Do Get Multiple Quotes
No matter the type of work, it’s always best to get several competitive bidding offers.
“This helps you compare potential contractors against one another,” said Jason Farr, president and owner of Aviara Pavers. “You won’t just have to rely on a few short meetings but assess their skill set and experience through their portfolios. It can save time and money.”
Soliciting multiple bids does more than just help you get the lowest price.
“This is not only about the individual quotes, but also to feel out the market,” said Jon Wiest of Ripped Jeans Construction. “Are all the quotes generally within the realm of your budget? If any are far lower or higher than the others, you’ll need to do some digging. Do all the estimates describe the scope of work as you understand it? What are the differences that might account for price disparities?”
Don’t Make a Choice Based Only on Price
Once the bids are in, the least expensive estimate will always be the most tempting — but it won’t always be the best.
“Don’t just accept the lowest bid,” Farr said. “That’s because anyone lowballing may have a bad reputation in the market. This can automatically increase the cost of raw materials as they don’t have a well-established network. You can negotiate your final offer by meeting up with a prospective contractor.”
Do Educate Yourself on What the Process will Look Like
You don’t have to become an expert in the type of work you’re scheduling — that’s what your contractor is for. But by learning as much as you can about the work you’re about to pay for, you can become actively involved in the process, which can help you make money-saving decisions.
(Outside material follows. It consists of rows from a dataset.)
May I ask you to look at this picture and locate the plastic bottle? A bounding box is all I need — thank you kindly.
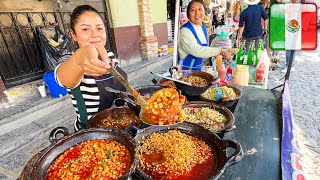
[218,63,227,80]
[243,44,255,64]
[233,65,249,86]
[237,44,244,64]
[216,55,222,69]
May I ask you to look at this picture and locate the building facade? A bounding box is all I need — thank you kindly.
[0,0,168,103]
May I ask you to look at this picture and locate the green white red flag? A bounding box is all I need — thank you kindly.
[269,3,317,50]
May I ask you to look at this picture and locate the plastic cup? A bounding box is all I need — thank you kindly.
[38,86,47,97]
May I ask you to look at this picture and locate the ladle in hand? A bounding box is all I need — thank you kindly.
[151,72,192,86]
[211,58,222,101]
[110,66,146,106]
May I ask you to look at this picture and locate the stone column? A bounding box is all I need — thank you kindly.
[138,0,158,60]
[0,77,8,107]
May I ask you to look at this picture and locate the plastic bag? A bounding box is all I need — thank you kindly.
[36,26,70,72]
[256,49,268,82]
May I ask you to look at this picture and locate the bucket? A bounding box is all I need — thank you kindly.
[43,72,68,98]
[38,86,47,97]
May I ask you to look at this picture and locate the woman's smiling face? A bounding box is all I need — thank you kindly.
[188,2,205,25]
[71,11,107,47]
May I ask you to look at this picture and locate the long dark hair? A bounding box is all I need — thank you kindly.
[187,0,206,19]
[70,5,102,33]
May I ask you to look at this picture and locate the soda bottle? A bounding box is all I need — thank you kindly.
[237,44,244,64]
[243,43,254,64]
[218,63,227,80]
[216,55,222,69]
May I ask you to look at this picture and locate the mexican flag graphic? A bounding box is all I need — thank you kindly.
[269,3,317,50]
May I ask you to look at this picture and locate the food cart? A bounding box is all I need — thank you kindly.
[21,0,302,179]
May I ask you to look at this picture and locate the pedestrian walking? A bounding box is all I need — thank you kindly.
[178,0,231,70]
[238,0,269,62]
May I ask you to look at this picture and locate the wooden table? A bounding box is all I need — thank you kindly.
[221,87,282,180]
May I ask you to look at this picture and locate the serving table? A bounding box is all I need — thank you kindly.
[221,87,282,180]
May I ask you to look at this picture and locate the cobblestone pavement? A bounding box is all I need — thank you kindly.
[269,48,320,179]
[0,47,320,180]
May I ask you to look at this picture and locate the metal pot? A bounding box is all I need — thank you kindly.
[120,85,181,115]
[30,127,136,180]
[200,85,242,108]
[183,101,236,137]
[87,98,142,129]
[126,122,243,179]
[169,70,218,96]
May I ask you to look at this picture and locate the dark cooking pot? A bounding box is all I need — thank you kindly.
[30,127,135,180]
[169,67,218,96]
[200,85,242,108]
[127,122,243,179]
[182,101,236,137]
[152,78,177,89]
[120,85,181,115]
[87,98,142,129]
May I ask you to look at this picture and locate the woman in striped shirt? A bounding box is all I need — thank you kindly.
[55,5,126,131]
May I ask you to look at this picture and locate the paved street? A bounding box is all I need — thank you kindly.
[269,48,320,179]
[0,47,320,180]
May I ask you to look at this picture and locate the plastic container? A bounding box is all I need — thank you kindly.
[233,65,249,86]
[218,63,227,80]
[43,72,68,98]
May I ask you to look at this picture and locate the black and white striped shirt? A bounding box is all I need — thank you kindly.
[55,52,124,131]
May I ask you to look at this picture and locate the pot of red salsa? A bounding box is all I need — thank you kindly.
[31,127,135,180]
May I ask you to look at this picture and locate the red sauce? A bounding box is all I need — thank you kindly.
[46,140,131,180]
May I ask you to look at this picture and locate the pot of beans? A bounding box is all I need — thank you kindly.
[200,85,242,108]
[155,78,177,88]
[182,101,236,137]
[87,99,143,129]
[127,122,243,180]
[169,70,218,96]
[30,127,136,180]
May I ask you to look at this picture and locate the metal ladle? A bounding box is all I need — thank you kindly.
[211,57,222,101]
[110,66,146,107]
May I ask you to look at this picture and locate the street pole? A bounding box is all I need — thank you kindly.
[271,50,295,93]
[172,0,180,67]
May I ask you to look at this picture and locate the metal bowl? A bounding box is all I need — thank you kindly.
[200,85,242,108]
[174,70,217,96]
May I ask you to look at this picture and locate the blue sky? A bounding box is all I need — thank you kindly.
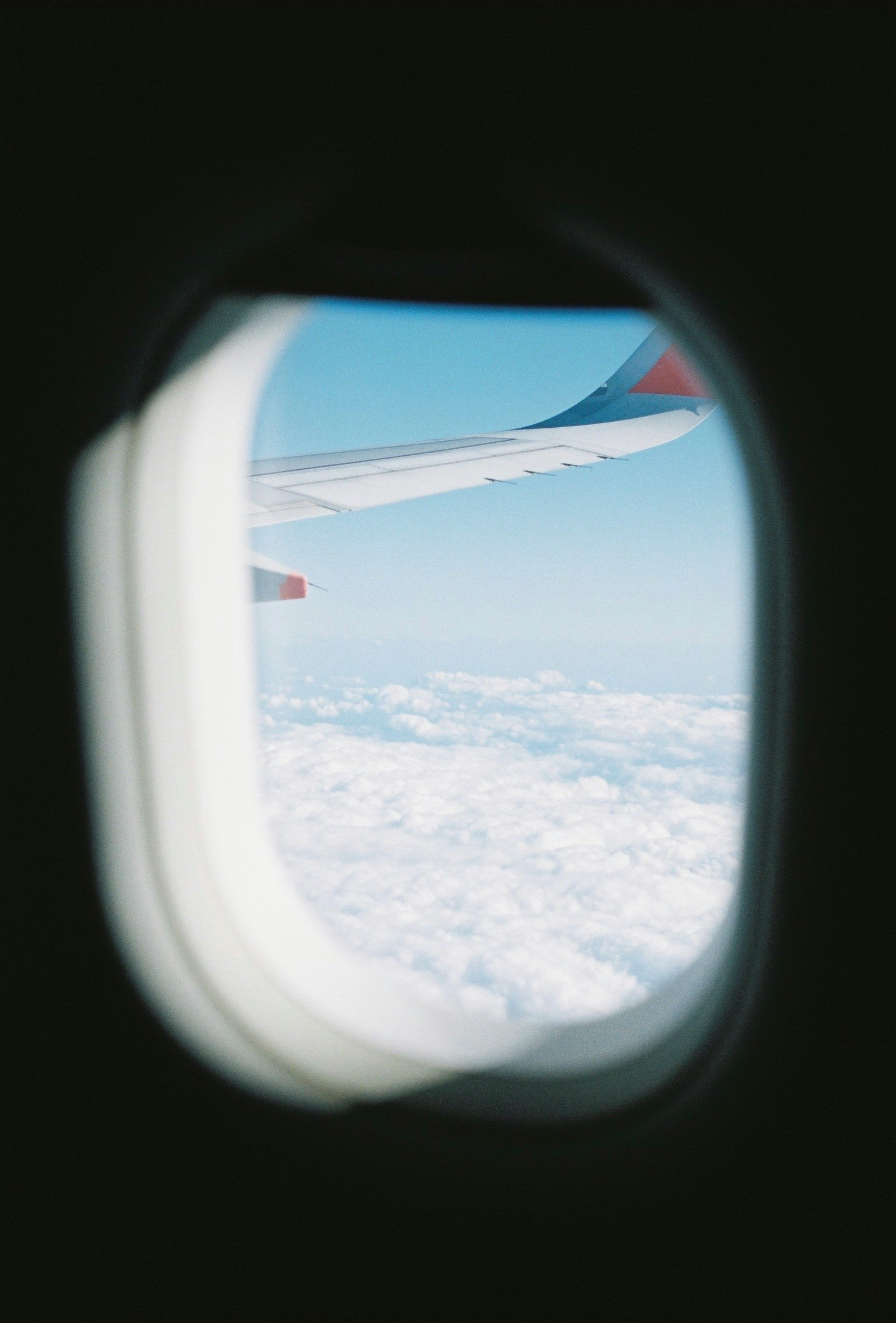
[253,299,752,693]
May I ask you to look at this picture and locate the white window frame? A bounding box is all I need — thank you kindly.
[70,298,740,1119]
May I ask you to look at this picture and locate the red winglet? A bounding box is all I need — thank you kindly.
[630,344,712,400]
[280,574,308,602]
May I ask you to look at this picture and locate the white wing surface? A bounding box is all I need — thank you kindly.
[249,331,715,527]
[249,329,716,602]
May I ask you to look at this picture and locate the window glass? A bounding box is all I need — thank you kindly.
[250,299,753,1021]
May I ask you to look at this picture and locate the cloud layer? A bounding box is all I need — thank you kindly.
[262,671,746,1021]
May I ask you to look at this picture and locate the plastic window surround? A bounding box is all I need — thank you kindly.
[71,287,773,1119]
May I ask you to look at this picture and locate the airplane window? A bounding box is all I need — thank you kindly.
[71,284,754,1121]
[249,299,753,1024]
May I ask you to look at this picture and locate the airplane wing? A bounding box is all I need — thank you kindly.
[249,329,716,602]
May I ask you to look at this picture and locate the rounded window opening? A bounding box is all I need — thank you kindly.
[248,298,754,1025]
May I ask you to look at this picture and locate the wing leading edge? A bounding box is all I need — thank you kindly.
[249,329,716,602]
[249,331,715,527]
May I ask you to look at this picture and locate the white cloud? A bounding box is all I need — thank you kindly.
[262,672,746,1020]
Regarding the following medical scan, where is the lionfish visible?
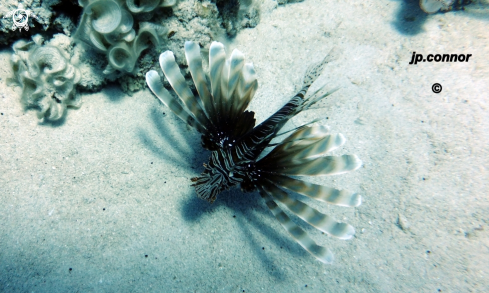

“If you have a good understanding of what’s going to happen, you can ask follow-up questions to understand how the contractors will interact with you,” Wiest said. “Are they dismissive of your questions? Are they willing to be collaborators in this process? If everyone understands the same plan, it makes for fewer financial surprises later.”
Don’t Expect Instant Gratification
Make sure you enter into any project with realistic expectations — building materials have been in short supply and contractors have been backed up since the pandemic-era lumber shortage.
“The trades are currently in high demand all across the country,” Wiest said. “You will more than likely have to wait to get started on your project. Use the time to do the research necessary to understand your project.”
Do Agree on a Payment Schedule Before Work Begins
Make sure you and your contractor agree in writing when payments will be made based on work-completion milestones.
“When hiring a contractor, have a clearly defined payment schedule that is based on progress and not arbitrary dates,” said James Upton, bathroom remodeling specialist and founder of DIYTileGuy. “This way, the contractor has to complete certain tasks in order to receive a payment. This is fair for both parties.”
Do Hire Local
Even if you have to pay a little more for the work, it’s crucial to choose a contractor who’s based in the area — you’ll probably wind up paying more in the long run if you go with an out-of-towner who bids lower.
“It is a benefit to the homeowner to have the work completed by a contractor who is local to their project,” Meagher said. “There will be time-saving efficiencies and the contractor will give the project more attention.”
Don’t Do Anything Before You Have a Written Guarantee
No matter what happens, don’t choose a contractor who doesn’t guarantee the work — and never let that work begin before you have that promise on paper.
“Finally, ask your contractor for their service guarantee and get it in writing,” Brosnan said. “Most reputable tradesmen will have a warranty on their labor and the devices and fittings they use.”